The airport is classified as an airport of entry by Nav Canada and is staffed by the Canada Border Services Agency on a call-out basis from the Region of Waterloo International Airport on weekdays and the John C. Munro Hamilton International Airport on weekends. CBSA officers at this airport currently can handle general aviation aircraft only, with no more than 15 passengers. The aerodrome is located close to Lake Huron and the Maitland River which allows the CBSA officers to handle seaplanes with up to 15 passengers.

==History==
During World War II, Goderich Airport hosted No. 12 Elementary Flying Training School (EFTS) for the British Commonwealth Air Training Plan, providing initial pilot training for aircrews using the Fleet Finch.
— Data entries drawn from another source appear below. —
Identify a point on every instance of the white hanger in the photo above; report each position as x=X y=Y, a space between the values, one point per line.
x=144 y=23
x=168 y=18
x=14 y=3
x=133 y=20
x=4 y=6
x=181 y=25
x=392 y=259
Like most of the other EFTS, this school was run by a civilian flying club, in this case, the school was operated by the Kitchener-Waterloo and the County of Huron Flying Clubs. No. 12 EFTS opened on October 14, 1940, and closed on July 14, 1944.

The Canadian Sport Parachuting Association (CSPA) notes on its 'History' page that in 1991, "The largest Canadian Freefall formation was established with a 44-way in Goderich, Ontario." As of June 2024, this is still the Canadian record.

===Aerodrome information===
In approximately 1942 the aerodrome was listed at with a Var. 6 degrees W and elevation of 700 ft. The runway data lists a "turf - all way field - 3200'."